We determine property and crop damage based on weather events, to find out their consequence on the economy. The figure below shows the top 10 weather events that result in the most property and crop damage across the US.
damage <- tapply(final_data$ECONOMY, final_data$EVTYPE, FUN=sum)
descending_damage <- sort(damage, decreasing = TRUE)

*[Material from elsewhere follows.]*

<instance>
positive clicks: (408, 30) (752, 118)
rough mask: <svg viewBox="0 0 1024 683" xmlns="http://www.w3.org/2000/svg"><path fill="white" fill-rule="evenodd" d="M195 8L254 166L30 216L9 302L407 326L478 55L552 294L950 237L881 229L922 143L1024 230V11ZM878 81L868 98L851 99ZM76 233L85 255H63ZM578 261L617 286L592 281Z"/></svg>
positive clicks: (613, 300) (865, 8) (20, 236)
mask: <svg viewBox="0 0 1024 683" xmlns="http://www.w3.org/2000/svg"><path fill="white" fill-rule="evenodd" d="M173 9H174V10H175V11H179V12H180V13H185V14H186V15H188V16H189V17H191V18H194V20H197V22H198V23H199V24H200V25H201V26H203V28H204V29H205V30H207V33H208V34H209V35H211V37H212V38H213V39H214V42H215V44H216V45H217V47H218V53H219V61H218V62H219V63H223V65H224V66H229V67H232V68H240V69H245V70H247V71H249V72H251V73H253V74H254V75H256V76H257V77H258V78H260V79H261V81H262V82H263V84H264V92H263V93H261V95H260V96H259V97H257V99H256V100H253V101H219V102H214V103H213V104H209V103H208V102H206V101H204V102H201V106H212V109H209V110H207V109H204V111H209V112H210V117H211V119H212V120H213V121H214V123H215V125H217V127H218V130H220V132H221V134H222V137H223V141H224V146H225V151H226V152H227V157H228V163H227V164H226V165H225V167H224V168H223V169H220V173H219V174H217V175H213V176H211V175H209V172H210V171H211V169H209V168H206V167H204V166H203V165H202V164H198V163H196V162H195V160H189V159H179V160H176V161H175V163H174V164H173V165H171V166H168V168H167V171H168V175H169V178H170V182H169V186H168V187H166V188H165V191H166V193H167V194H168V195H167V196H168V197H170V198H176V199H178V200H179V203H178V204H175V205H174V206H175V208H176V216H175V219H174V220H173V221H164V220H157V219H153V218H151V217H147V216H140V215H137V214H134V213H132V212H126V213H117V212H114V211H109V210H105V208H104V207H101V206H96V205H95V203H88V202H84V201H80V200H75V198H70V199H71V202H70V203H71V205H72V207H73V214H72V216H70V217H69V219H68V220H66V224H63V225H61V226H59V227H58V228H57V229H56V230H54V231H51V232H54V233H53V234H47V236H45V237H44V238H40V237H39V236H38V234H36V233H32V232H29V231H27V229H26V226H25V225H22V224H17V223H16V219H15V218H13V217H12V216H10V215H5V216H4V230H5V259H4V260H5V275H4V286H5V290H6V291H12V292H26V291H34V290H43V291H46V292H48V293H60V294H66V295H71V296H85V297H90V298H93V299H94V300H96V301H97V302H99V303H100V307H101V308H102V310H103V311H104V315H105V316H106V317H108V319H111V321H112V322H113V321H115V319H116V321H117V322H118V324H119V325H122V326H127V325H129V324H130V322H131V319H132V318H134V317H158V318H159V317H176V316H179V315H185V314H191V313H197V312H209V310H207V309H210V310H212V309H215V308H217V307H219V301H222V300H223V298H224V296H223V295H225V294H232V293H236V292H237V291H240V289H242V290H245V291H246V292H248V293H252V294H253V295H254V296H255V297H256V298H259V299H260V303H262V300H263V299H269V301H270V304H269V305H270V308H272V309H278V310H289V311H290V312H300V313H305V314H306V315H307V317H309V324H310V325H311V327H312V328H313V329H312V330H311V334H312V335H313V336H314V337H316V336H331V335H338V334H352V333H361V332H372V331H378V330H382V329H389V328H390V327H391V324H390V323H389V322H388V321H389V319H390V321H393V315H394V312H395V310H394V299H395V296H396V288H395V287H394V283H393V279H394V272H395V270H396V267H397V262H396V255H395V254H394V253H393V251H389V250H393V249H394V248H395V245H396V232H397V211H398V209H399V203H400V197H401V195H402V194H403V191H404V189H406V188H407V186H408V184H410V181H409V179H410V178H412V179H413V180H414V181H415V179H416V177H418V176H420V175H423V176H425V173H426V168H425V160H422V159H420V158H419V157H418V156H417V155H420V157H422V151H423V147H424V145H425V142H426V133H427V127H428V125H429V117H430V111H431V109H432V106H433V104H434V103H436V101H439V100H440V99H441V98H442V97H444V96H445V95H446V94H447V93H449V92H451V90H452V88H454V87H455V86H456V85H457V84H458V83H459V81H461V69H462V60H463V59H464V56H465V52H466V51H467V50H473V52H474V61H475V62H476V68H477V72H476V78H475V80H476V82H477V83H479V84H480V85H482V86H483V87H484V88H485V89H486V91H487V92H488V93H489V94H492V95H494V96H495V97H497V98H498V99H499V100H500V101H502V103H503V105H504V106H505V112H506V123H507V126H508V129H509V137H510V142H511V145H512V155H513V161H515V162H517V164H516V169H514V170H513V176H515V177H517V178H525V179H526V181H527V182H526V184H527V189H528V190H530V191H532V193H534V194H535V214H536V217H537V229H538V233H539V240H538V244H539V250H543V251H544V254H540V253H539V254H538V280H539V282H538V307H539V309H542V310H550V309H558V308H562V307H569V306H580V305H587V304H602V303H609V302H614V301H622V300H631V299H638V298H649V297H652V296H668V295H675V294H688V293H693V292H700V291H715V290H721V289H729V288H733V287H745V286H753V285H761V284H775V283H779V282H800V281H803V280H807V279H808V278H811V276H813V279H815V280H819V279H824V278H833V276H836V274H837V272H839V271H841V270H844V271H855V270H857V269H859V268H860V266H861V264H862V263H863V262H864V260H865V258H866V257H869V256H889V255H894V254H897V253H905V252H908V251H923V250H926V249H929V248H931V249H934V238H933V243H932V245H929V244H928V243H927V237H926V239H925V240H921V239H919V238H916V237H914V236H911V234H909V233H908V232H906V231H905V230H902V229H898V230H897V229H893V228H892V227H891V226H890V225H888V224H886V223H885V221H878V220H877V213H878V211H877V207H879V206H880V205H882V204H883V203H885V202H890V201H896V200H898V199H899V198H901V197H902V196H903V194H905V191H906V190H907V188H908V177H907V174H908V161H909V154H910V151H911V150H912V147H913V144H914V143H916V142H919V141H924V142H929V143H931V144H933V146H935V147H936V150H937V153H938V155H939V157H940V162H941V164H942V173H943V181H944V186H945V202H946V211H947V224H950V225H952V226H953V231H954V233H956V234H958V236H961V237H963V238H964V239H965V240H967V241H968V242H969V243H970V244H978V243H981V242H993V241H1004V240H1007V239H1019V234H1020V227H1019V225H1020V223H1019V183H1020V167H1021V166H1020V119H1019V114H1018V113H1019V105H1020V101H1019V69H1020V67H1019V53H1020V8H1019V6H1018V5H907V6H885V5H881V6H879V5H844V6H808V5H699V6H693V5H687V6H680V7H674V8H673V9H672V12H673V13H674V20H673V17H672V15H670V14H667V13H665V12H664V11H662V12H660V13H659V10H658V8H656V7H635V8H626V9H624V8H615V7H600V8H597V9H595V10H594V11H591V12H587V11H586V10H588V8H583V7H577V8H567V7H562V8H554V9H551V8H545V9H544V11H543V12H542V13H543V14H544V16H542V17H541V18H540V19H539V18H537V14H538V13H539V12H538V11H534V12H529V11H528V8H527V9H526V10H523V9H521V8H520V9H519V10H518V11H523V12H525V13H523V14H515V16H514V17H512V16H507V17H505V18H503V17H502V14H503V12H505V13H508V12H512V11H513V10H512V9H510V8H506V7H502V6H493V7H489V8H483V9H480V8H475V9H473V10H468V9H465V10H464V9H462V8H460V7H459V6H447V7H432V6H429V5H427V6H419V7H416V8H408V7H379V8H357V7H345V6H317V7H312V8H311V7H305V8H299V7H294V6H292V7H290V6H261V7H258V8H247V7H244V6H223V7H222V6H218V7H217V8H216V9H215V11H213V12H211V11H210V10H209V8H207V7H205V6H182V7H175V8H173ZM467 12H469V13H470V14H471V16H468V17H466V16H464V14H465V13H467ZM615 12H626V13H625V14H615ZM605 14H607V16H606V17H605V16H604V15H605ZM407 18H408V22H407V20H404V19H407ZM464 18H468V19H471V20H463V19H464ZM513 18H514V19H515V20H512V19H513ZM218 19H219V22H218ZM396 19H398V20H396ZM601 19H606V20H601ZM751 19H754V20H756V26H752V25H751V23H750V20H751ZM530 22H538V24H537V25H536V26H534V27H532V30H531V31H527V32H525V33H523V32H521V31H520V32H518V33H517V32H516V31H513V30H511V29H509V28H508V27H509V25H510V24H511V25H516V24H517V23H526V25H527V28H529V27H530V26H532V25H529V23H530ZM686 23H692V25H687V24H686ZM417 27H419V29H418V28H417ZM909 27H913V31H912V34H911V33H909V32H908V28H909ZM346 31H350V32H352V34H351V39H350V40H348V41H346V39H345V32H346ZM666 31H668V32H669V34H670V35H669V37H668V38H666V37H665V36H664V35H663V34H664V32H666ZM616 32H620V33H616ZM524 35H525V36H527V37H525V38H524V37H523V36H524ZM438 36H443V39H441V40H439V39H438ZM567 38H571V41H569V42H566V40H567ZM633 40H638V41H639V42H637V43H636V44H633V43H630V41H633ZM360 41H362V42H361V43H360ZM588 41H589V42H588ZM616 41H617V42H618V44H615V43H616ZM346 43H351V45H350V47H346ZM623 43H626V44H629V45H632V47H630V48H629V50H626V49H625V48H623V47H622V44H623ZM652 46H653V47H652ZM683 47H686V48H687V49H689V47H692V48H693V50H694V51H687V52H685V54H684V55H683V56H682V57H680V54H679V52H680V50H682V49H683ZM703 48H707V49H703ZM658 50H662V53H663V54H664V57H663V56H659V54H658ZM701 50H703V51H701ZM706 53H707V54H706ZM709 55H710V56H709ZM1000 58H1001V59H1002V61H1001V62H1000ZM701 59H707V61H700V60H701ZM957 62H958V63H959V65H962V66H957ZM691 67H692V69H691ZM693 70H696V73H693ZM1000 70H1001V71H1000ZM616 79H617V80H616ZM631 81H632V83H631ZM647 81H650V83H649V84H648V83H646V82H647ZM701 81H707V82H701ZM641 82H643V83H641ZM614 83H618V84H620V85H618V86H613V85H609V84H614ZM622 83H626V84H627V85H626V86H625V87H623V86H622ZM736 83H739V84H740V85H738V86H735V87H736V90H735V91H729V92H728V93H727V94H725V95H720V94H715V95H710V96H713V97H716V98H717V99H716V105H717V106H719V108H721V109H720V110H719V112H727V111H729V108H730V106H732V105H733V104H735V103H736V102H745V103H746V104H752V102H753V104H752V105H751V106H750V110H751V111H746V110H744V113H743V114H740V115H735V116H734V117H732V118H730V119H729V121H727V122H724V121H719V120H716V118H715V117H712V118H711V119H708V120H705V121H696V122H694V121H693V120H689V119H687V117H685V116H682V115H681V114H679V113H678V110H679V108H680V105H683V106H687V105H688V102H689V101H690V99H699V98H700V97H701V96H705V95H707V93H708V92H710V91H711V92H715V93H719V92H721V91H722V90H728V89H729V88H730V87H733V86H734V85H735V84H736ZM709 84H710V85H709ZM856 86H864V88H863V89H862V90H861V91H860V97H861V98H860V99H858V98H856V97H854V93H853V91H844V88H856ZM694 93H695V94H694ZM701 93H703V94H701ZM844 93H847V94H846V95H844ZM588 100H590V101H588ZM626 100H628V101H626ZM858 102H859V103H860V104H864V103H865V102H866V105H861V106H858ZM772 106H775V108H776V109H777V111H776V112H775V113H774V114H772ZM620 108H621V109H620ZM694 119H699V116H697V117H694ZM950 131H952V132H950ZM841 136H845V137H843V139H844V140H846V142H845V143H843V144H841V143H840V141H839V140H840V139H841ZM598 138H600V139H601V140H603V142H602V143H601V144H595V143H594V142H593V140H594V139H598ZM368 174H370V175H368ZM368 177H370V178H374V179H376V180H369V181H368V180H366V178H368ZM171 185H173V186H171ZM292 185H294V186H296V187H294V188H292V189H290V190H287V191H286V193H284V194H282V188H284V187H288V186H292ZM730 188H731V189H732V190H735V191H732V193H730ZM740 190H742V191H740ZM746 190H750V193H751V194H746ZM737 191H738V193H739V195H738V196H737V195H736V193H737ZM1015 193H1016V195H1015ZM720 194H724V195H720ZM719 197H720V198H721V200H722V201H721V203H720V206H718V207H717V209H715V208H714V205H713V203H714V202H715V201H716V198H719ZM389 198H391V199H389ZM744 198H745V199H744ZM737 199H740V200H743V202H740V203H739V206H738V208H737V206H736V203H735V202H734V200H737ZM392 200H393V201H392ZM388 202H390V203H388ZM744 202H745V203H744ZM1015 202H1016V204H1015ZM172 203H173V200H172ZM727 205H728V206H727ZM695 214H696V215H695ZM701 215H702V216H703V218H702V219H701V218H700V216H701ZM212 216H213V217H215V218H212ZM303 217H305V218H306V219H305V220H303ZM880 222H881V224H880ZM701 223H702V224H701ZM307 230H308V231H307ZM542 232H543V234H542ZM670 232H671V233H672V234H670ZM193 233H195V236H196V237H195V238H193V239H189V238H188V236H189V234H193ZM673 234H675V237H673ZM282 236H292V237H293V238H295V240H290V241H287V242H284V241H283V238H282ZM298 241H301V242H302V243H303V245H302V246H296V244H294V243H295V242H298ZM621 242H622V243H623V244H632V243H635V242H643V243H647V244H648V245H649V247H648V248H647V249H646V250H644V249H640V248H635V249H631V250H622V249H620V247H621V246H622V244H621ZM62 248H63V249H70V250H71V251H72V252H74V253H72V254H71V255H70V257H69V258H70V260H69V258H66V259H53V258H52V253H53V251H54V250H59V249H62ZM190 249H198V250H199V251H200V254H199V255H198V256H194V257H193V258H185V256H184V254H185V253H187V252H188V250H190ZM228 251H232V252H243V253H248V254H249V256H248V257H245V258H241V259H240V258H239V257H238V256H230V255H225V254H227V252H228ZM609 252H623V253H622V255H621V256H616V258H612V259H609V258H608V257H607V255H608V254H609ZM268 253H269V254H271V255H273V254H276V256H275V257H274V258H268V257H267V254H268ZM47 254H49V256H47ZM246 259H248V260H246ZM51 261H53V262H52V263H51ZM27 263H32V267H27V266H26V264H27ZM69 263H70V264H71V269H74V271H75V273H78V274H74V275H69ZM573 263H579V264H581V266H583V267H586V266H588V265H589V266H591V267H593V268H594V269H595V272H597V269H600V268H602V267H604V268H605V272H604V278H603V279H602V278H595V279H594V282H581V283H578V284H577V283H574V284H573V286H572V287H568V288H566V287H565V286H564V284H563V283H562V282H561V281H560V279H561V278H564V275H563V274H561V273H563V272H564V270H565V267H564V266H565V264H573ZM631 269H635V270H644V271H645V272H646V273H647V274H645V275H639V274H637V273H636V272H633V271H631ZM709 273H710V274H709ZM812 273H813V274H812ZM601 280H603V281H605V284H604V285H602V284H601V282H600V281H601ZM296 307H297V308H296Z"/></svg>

top10_damage <- head(descending_damage, n=10)
par(mar=c(4,8,2,1))
barplot(top10_damage, horiz = TRUE, xlab = "Sum of Property and Crop Damage ($)", main = "Top 10 Weather Events Affecting Economy", cex.names=0.7, las=1)
The weather event with the greatest impact on the economy is the Flood.